The following is an excerpt from a letter sent to all U.S. Veterans within the past two weeks.

"The Department of Veterans Affairs (VA) has recently learned that an employee took home electronic data from the VA, which he was not authorized to do and was in violation of established policies. The employee's home was burglarized and this data was stolen. The data contained identifying information including names, Social Security numbers and dates of birth for up to 26.5 million veterans and some spouses, as well as some disability ratings. As a result of this incident, information identifiable with you was potentially exposed to others. It is important to note that the affected data did not include any of VA's electronic health records or any financial information."
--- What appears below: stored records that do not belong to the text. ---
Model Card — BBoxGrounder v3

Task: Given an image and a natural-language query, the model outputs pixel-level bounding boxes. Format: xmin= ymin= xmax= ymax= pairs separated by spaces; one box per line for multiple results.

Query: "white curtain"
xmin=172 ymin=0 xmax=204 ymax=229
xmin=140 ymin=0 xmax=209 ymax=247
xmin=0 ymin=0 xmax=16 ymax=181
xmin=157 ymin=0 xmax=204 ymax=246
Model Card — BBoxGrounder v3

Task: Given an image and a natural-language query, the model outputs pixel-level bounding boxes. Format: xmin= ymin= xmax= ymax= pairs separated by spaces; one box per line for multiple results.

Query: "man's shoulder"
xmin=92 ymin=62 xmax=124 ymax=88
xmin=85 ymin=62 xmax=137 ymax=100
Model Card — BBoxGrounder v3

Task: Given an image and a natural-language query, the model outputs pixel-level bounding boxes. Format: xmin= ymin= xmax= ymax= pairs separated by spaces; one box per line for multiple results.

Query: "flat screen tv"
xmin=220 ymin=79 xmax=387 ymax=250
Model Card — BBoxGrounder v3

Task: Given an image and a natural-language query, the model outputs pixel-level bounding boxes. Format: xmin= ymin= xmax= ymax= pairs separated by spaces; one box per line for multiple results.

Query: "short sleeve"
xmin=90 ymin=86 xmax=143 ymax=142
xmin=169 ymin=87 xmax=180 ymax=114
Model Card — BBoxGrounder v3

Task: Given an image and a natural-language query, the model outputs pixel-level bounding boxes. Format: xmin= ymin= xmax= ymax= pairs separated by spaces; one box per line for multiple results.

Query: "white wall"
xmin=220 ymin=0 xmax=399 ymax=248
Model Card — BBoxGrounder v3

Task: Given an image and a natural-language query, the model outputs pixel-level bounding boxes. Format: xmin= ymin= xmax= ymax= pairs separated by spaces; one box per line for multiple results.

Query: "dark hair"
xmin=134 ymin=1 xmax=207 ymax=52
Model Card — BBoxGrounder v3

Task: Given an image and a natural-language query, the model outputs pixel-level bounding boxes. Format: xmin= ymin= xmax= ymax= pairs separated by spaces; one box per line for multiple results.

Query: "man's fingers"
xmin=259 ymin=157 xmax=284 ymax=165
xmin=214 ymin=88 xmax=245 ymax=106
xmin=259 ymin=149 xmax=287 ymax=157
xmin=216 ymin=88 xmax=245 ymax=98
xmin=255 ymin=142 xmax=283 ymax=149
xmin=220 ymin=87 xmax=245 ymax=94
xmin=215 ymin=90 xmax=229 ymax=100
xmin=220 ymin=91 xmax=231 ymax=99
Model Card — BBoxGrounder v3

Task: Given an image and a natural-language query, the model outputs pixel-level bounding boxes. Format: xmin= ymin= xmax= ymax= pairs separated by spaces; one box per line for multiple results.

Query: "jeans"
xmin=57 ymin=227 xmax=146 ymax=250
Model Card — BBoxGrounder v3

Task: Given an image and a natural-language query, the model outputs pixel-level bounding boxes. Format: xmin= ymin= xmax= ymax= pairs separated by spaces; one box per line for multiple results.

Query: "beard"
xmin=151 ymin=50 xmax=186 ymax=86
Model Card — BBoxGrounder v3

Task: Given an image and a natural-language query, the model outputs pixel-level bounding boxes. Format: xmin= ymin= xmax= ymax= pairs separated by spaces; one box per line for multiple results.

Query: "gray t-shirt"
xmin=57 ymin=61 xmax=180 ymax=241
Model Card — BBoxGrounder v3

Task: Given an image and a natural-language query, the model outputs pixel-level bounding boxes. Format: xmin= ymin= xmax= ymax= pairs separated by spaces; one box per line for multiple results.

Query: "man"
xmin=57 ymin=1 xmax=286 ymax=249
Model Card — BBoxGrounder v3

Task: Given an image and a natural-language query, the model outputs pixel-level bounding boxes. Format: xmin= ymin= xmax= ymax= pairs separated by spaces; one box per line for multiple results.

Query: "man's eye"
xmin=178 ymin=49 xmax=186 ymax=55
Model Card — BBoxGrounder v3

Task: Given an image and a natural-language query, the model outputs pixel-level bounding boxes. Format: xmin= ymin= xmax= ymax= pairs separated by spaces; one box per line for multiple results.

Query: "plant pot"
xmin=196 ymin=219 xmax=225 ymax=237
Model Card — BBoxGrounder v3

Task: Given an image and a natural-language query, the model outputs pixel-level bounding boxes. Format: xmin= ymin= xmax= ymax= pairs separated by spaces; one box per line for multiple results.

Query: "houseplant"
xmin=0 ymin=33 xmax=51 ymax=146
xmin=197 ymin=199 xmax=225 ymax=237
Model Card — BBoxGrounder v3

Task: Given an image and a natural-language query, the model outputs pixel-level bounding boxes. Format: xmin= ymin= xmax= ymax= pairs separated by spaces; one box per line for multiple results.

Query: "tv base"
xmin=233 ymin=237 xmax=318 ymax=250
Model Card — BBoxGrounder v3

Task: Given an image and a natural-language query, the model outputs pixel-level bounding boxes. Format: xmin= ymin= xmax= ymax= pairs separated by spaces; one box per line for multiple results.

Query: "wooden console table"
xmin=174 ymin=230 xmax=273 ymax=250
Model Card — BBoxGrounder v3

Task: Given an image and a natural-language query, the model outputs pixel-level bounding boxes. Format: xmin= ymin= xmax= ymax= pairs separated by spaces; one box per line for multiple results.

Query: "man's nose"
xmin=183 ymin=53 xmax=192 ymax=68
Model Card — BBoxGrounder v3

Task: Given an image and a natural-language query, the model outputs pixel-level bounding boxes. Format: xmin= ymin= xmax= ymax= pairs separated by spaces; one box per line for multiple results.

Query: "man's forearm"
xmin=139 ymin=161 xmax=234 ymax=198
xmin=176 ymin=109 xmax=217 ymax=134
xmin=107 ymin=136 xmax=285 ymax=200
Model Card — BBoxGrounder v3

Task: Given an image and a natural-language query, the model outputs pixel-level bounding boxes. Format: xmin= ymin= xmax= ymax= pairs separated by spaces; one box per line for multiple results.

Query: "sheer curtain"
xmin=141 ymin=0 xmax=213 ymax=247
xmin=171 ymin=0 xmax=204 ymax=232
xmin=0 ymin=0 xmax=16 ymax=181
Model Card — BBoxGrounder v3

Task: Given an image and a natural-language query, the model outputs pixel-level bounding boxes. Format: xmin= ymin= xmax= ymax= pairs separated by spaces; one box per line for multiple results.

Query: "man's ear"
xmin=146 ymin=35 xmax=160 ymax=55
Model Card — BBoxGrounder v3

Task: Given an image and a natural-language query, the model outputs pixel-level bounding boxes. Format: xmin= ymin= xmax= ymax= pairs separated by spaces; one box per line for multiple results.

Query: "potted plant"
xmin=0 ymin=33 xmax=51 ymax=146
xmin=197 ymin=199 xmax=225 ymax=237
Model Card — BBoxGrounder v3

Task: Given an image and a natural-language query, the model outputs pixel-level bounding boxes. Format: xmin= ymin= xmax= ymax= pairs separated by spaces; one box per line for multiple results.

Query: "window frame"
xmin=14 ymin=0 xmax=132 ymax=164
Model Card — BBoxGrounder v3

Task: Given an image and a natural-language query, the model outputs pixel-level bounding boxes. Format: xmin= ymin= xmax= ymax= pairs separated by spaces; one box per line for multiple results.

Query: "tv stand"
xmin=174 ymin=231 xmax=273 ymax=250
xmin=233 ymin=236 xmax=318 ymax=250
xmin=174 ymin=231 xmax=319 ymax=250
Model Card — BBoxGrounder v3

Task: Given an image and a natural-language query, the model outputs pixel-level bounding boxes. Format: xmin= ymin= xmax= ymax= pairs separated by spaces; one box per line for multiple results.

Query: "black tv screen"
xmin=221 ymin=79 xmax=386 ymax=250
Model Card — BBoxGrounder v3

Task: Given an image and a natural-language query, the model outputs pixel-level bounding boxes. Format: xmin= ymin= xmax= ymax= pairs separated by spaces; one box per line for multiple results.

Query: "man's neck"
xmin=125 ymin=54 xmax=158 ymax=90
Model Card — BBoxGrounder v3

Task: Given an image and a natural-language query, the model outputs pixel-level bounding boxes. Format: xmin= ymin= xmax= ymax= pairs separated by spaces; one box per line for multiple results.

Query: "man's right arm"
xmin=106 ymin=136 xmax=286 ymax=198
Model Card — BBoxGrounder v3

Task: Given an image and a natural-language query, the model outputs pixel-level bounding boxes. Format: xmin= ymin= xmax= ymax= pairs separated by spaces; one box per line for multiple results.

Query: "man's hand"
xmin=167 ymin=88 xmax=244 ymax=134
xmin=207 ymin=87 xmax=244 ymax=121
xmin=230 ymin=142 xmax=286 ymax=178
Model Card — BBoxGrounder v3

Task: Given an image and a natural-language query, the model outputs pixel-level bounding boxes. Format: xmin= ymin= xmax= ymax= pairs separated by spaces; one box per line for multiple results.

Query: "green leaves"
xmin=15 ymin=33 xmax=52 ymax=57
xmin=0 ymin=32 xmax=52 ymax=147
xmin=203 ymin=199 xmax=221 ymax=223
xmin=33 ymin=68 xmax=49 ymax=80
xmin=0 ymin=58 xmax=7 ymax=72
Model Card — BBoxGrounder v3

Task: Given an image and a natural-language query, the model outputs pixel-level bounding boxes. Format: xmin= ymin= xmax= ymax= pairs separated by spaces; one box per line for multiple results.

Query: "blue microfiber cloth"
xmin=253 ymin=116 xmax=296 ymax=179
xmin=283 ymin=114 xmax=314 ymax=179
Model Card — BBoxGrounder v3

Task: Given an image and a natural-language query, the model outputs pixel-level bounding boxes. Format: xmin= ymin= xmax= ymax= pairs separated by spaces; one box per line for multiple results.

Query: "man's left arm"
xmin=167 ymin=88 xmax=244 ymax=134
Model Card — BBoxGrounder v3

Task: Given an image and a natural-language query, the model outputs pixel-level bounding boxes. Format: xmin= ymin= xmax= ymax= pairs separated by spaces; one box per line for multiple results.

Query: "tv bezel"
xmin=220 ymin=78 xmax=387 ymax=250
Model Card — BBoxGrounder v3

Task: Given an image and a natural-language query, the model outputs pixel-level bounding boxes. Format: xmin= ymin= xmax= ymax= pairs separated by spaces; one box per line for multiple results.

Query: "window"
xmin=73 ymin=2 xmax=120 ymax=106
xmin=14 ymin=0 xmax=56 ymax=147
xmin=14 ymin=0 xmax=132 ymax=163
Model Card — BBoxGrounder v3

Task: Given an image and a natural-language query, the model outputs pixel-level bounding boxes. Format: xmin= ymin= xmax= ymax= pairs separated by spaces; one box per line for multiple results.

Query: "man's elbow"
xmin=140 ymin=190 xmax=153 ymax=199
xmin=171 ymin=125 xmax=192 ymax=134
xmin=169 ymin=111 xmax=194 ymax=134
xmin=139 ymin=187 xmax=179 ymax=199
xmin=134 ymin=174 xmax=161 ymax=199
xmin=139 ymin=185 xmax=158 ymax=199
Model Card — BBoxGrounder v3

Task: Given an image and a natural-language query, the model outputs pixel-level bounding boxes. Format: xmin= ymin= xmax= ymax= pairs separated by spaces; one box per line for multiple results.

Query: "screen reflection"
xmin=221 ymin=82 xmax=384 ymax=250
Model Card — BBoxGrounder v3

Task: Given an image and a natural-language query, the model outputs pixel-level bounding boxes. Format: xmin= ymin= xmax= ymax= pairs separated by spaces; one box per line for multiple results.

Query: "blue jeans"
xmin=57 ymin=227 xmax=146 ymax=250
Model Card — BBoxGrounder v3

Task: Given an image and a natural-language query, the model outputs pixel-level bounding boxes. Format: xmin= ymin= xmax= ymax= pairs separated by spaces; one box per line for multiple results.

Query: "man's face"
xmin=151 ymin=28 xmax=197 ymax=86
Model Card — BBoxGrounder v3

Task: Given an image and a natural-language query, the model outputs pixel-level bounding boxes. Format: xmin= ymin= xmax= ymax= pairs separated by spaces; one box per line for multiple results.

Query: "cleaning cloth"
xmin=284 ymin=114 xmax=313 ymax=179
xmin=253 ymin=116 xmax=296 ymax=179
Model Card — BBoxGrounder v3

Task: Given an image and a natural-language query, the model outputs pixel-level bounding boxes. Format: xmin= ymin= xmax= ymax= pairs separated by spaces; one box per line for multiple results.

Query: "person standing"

There are plenty of disturbing questions that reside within the letter released so far. Why was the information allowed to be taken out of the building? What has happened to the employee who had the information when it was taken?

The biggest question, however, is still unanswered in Washington: What is the government doing to protect not only veterans, but Americans' vital information and to safeguard them from devastating identity theft?

Stolen Social Security numbers, names and birth dates allow criminals easy access to credit information, which can be used to steal from bank and credit card accounts. It affects approximately 9 million people each year and costs billions of dollars in damages. Yet Congress has been slow in addressing this growing problem.

Although consumer groups are pressing Congress to limit access to individuals' personal information and to pass laws punishing those who don't guard that information, lawmakers haven't responded strongly. However, Congress could change all of that now that 26 million veterans have had their personal information accessed by a burglar. They should act now to protect Americans from identity theft and not wait until something else happens.